Regarding server load, you could use Azure Elastic Database pools to mitigate this issue.

To take this one step further, another setup would be to split the tenant databases into their own database servers;

Server-based multitenancy

This approach is ideal if you need to scale your database separately and indefinitely per tenant. Some tenants require larger workloads than others, this allows you to meet the needs of the tenant in terms of database performance.

As with database-based multitenancy, the code does not need to be tenant-aware, this separation can be handled on connection level.

Some pointers to handle multitenancy in general

You might need to ask yourself the following question; what’s the frequency of rolling out a new tenant ? Daily ? Monthly ? Once in a blue moon ?
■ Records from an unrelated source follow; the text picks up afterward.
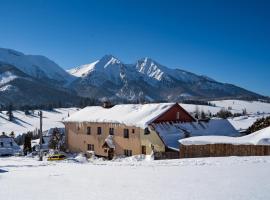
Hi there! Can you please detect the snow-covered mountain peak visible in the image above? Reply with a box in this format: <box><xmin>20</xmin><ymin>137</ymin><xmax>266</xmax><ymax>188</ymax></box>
<box><xmin>136</xmin><ymin>57</ymin><xmax>166</xmax><ymax>81</ymax></box>
<box><xmin>0</xmin><ymin>48</ymin><xmax>72</xmax><ymax>82</ymax></box>
<box><xmin>99</xmin><ymin>55</ymin><xmax>121</xmax><ymax>68</ymax></box>
<box><xmin>67</xmin><ymin>55</ymin><xmax>122</xmax><ymax>77</ymax></box>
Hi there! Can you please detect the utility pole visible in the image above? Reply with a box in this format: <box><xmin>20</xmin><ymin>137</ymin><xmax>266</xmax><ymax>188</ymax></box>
<box><xmin>38</xmin><ymin>111</ymin><xmax>43</xmax><ymax>161</ymax></box>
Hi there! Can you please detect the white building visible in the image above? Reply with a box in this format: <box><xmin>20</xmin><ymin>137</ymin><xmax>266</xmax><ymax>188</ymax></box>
<box><xmin>0</xmin><ymin>135</ymin><xmax>21</xmax><ymax>156</ymax></box>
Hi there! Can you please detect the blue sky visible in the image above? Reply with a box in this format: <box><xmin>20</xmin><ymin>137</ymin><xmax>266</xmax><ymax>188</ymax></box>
<box><xmin>0</xmin><ymin>0</ymin><xmax>270</xmax><ymax>95</ymax></box>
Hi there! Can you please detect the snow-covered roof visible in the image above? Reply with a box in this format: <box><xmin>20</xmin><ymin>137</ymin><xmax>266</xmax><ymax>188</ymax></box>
<box><xmin>179</xmin><ymin>127</ymin><xmax>270</xmax><ymax>145</ymax></box>
<box><xmin>0</xmin><ymin>135</ymin><xmax>21</xmax><ymax>156</ymax></box>
<box><xmin>64</xmin><ymin>103</ymin><xmax>175</xmax><ymax>128</ymax></box>
<box><xmin>154</xmin><ymin>119</ymin><xmax>239</xmax><ymax>150</ymax></box>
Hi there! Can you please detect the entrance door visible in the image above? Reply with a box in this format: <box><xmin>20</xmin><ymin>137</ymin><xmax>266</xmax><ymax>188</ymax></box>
<box><xmin>142</xmin><ymin>146</ymin><xmax>146</xmax><ymax>155</ymax></box>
There are two distinctions here, either creating a new tenant needs to be an automated process that requires minimal effort or it’s a manual process that can be handle via good documentation or a manual. The point is this; don’t over-engineer or pre-optimize this process if it’s not actually required. Sure, a fully automated system looks nice, but it comes with additional maintenance and support for when it goes wrong. Most of the time, good coordination and checklist-style processes suffice to roll out a new tenant.
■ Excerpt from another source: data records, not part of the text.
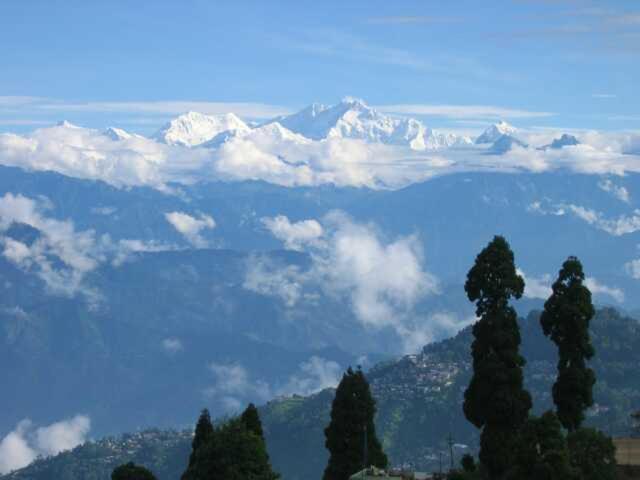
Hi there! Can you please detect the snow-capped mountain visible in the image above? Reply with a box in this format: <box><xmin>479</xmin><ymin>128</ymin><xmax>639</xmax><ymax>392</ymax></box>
<box><xmin>488</xmin><ymin>134</ymin><xmax>528</xmax><ymax>155</ymax></box>
<box><xmin>56</xmin><ymin>120</ymin><xmax>82</xmax><ymax>129</ymax></box>
<box><xmin>475</xmin><ymin>120</ymin><xmax>518</xmax><ymax>144</ymax></box>
<box><xmin>274</xmin><ymin>97</ymin><xmax>472</xmax><ymax>150</ymax></box>
<box><xmin>542</xmin><ymin>133</ymin><xmax>580</xmax><ymax>150</ymax></box>
<box><xmin>102</xmin><ymin>127</ymin><xmax>139</xmax><ymax>141</ymax></box>
<box><xmin>201</xmin><ymin>122</ymin><xmax>311</xmax><ymax>148</ymax></box>
<box><xmin>154</xmin><ymin>112</ymin><xmax>250</xmax><ymax>147</ymax></box>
I’ve seen systems where the tenant can be dynamic, it got looked up from a master database, its configuration loaded, routing setup and traffic diverted to each respected endpoint based on the dynamic context. Beautiful to see.

You could change endpoints at runtime, divert traffic for a specific tenant to a whole new set of microservice instances, but when it came down to debugging a specific flow for a specific tenant, it became hell.

The additional lookup took half of the response time for each call, caching was introduced, but this added to the already vast complexity of the system. We were better off having static dedicated routes for each tenant, it would’ve been messier, but the path of debugging a flow and getting an issue resolved would’ve been more trivial.

Wrapping up

I hope you found this article interesting, I’m planning a follow-up article to put this to practice in EF Core using a new feature in EF Core 3.